Medicine is a complex, adaptive system that is arguably the hardest profession to practise well. The checks and balances put in place in Australia may be hard but they do allow our profession and the public to be reassured that quality and safety are paramount.

This report lowers the bar way too much. The focus on saving money and task substitution is misguided and will result in a weaker profession and compromise of public safety.

It is little wonder that the likes of the Council of Presidents of Medical Colleges, the Australian Medical Association and the Australian Doctors Federation are all speaking out against this report.

We all know that colleges may be imperfect; however, they are dedicated to the principles of patient care, scientific progress and education. The proposals in this report mean our profession is being reduced to a workforce.

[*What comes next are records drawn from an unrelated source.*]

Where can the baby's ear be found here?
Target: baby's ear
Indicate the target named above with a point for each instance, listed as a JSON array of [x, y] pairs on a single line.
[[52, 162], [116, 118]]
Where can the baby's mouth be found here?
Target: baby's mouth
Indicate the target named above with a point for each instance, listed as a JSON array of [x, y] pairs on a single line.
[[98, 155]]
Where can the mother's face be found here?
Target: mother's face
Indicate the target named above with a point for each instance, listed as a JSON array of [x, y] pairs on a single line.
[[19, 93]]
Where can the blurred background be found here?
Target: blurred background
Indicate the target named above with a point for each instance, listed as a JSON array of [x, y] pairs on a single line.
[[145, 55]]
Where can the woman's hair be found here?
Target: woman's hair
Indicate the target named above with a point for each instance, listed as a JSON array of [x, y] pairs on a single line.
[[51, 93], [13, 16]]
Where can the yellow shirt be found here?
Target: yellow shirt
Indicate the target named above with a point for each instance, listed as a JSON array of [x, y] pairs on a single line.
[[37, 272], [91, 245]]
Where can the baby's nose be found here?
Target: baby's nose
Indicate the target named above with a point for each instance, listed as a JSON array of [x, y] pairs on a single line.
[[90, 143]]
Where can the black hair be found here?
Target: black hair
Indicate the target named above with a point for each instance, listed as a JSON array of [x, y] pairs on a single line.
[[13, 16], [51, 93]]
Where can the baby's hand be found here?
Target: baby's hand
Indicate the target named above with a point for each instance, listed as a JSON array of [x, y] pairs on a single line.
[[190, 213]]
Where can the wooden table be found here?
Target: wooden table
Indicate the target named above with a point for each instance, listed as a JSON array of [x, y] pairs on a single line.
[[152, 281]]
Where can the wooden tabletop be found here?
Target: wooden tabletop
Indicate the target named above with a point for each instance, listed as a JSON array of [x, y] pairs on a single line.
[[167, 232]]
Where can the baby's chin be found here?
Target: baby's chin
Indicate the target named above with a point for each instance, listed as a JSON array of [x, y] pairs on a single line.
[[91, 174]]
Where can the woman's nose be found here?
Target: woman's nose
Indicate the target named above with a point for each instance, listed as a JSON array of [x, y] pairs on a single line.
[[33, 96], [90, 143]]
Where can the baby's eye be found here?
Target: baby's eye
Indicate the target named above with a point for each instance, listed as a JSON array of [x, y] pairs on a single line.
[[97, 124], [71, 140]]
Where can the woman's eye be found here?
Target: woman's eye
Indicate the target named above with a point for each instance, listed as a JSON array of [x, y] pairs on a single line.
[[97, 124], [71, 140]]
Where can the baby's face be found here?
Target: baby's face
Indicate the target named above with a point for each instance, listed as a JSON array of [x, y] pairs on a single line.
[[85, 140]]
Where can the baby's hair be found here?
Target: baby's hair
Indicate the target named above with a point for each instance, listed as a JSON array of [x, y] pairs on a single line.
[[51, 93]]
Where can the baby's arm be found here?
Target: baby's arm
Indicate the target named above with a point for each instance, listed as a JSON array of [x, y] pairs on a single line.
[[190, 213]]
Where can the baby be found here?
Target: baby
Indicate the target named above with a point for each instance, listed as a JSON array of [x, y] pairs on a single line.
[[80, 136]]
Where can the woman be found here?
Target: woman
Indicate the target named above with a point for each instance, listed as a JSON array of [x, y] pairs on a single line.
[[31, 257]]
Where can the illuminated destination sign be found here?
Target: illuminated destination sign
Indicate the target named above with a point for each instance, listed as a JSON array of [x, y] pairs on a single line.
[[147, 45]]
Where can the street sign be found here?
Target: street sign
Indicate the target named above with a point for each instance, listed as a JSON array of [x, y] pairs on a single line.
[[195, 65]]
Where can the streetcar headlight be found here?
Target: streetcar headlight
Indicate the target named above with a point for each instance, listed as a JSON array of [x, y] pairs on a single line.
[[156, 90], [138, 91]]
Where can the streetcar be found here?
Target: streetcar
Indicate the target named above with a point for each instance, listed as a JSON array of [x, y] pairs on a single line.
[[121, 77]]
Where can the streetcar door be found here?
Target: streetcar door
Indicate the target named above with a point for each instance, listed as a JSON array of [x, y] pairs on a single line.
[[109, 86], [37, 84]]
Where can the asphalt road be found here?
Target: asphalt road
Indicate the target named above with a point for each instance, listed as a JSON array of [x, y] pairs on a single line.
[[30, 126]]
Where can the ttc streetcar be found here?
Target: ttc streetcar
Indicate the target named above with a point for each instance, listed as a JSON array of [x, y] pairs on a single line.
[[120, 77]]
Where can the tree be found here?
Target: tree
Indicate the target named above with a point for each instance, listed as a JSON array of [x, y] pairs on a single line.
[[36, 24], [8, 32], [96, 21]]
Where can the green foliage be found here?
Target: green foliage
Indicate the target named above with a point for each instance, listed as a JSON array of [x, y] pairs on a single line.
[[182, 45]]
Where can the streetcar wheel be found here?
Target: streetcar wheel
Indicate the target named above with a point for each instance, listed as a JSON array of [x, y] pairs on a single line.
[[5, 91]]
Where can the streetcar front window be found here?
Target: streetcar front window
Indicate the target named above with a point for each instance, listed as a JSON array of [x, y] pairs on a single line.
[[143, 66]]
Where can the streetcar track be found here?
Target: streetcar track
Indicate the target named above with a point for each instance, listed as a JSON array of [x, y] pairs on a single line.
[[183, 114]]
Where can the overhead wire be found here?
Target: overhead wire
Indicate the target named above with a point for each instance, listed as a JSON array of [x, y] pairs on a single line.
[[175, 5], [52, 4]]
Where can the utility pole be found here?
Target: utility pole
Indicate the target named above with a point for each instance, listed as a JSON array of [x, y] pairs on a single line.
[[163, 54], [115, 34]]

For AHPRA to think that it can lead workforce reform is misguided. Our profession – without the help of AHPRA — has already achieved interesting workforce solutions, such as the Prevocational General Practice Placements Program, rural generalist programs and the Remote Vocational Training Scheme.

The Royal Australasian College of Surgeons has led the way in addressing professional behaviour and standards, again without the help of AHPRA.

If this draft report into accreditation seeks to solve distribution problems, the bad news is that it will not. By muddying the waters of role delineation, creating more layers of administration and involving more non-clinicians, it will only hinder workforce development.

I conclude by summarising the track record that AHPRA has racked up since its inception:

  • it implemented mandatory reporting;
  • it has higher fees;
  • NSW refuses to relinquish the Health Care Complaints Commission;
  • it allowed non-medical chairs of medical boards;
  • it created an amorphous structure without state borders, which makes accountability and complaints against it almost impossible;
  • it tried to impose revalidation; and
  • it has introduced this review into accreditation.

The theme is very clear: de-doctoring medicine!

I think it is time our politicians abandon AHPRA and go back to the drawing board. And they should let doctors do the drawing.

Dr Aniello Iannuzzi, FACRRM, FRACGP, FARGP, FAICD, is a GP practising in Coonabarabran, NSW, and a clinical associate professor at the University of Sydney.